Uma noite, dois concerto: Sallim e Éme quando a canção se torna abrigo

By VoxPop - junho 01, 2025

Há salas que não servem apenas para ouvir música — transformam-se, elas próprias, em parte daquilo que se escuta. O DAMAS cave com chão gasto e paredes despidas, é um desses raros espaços em que a proximidade entre palco e plateia dissolve qualquer distância. Ali, o som espalha-se, ocupa o ar sem pressa. Foi este o cenário de uma noite íntima e rara, emque Sallim e Éme, dois nomes centrais da Cafetra Records, trocaram a ideia de espetáculo por algo mais simples e, por isso mesmo, mais profundo: a presença.

Sallim: quando a fragilidade se diz com firmeza

Sallim abriu a noite com uma atuação despojada, onde as palavras e os silêncios conviviam em igualdade. As suas canções, extraídas em parte de a dor, o diagnóstico e o desejo (2023), mas também de poemas soltos e canções reconfiguradas ao vivo, surgiram sem anúncio nem artifício. O que se ouviu foi uma sucessão de gestos contidos, pequenos, lentos, mas carregados de significado.

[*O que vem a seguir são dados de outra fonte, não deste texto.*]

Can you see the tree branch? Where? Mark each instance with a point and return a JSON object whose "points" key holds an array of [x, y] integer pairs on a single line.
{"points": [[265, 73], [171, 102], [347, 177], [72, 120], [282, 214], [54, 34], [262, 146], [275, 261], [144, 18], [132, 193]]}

A voz de Sallim, feita de cristal e pausa, parecia por vezes hesitar, mas era essa hesitação que lhe dava verdade. Cada verso era escolhido com cuidado, como se cada palavra tivesse de provar que merecia estar ali. A guitarra, discreta e constante, servia de base e de amparo. Não havia pressa. Nem disfarce. A fragilidade é assumida como matéria principal.

O que se passou em palco foi quase como entrar num quarto com as cortinas corridas por dentro. Um lugar protegido, sem excessos. E ainda assim, imensamente generoso. Tao simples, ela uma guitarra e a sua suave voz. A sala, em silêncio total, compreendeu que ali não havia espectáculo. Havia alguém a dar-se e o abraço foi recebido com muito carinho. 

Éme: confidência em voz partilhada

Depois da delicadeza crua de Sallim, a noite manteve-se num estado de atenção rara. Éme subiu ao palco sem alarde, com a serenidade de quem se sabe entre iguais. A sua música é feita de imagens pequenas,  uma bicicleta a passar, o cheiro do café acabado de fazer, uma janela aberta à hora certa, memórias do passado, experiências que sentimos como nossas também. Mas é justamente nessa atenção ao detalhe que reside a força do seu trabalho.

Ao vivo, Éme é acompanhado por um grupo de músicos que não só o acompanha, mas constrói com ele. Moxila no cavaquinho e na flauta, Francisca Aires Mateus no violino, Carolina Rodrigues no baixo, e Kellzo na bateria. Cada um parece saber que ali o mais importante não é encher o som, mas dar-lhe espaço. O cavaquinho entrelaça-se com o violino como quem fala baixo. O baixo sustém o chão com doçura. A bateria de Kellzo marca o tempo com leveza e cuidado, quase como se batesse no ar. O violino abraça a história que é a letra de cada canção. 

Éme não canta como quem se dirige a uma multidão. Canta como quem se senta ao lado e fala, devagar. As suas canções são cartas abertas, onde o mais banal ganha contorno emocional. Não há refrões marcantes nem grandes crescendos, há pequenos fragmentos de vida, alinhados com precisão e ternura. O resultado é uma música que não se impõe, mas sente-se, atenta-se a letra e vive-se aquela experiência. Dentro que um alarido de bandas que parecem ter todas o mesmo tipo de som, é uma brisa de ar fresco artistas como Eme que só ele e a guitarra fazem músicas e letras que enchem, que mexem com emoções.

Escuta como acto de proximidade

Sallim e Éme, cada um à sua maneira, mostraram que a canção pode ser mais do que entretenimento: pode ser uma forma de aproximação. Sentimos que foi uma noite de escuta mútua — entre quem canta e quem ouve. E, sobretudo, entre quem sente e para nós não há concertos mais especiais do que aqueles que nos fazem sentir. 

No final da noite, os aplausos não vieram por reflexo, mas por gratidão. Como quem diz: “obrigado por teres partilhado isso comigo”. Num tempo em que tanto da música ao vivo se transforma em ruído ou distração, esta noite lembrou-nos que o essencial ainda é possível. Que uma sala, um grupo de pessoas e vozes honestas podem bastar para criar um espaço onde vale a pena estar. E ouvir.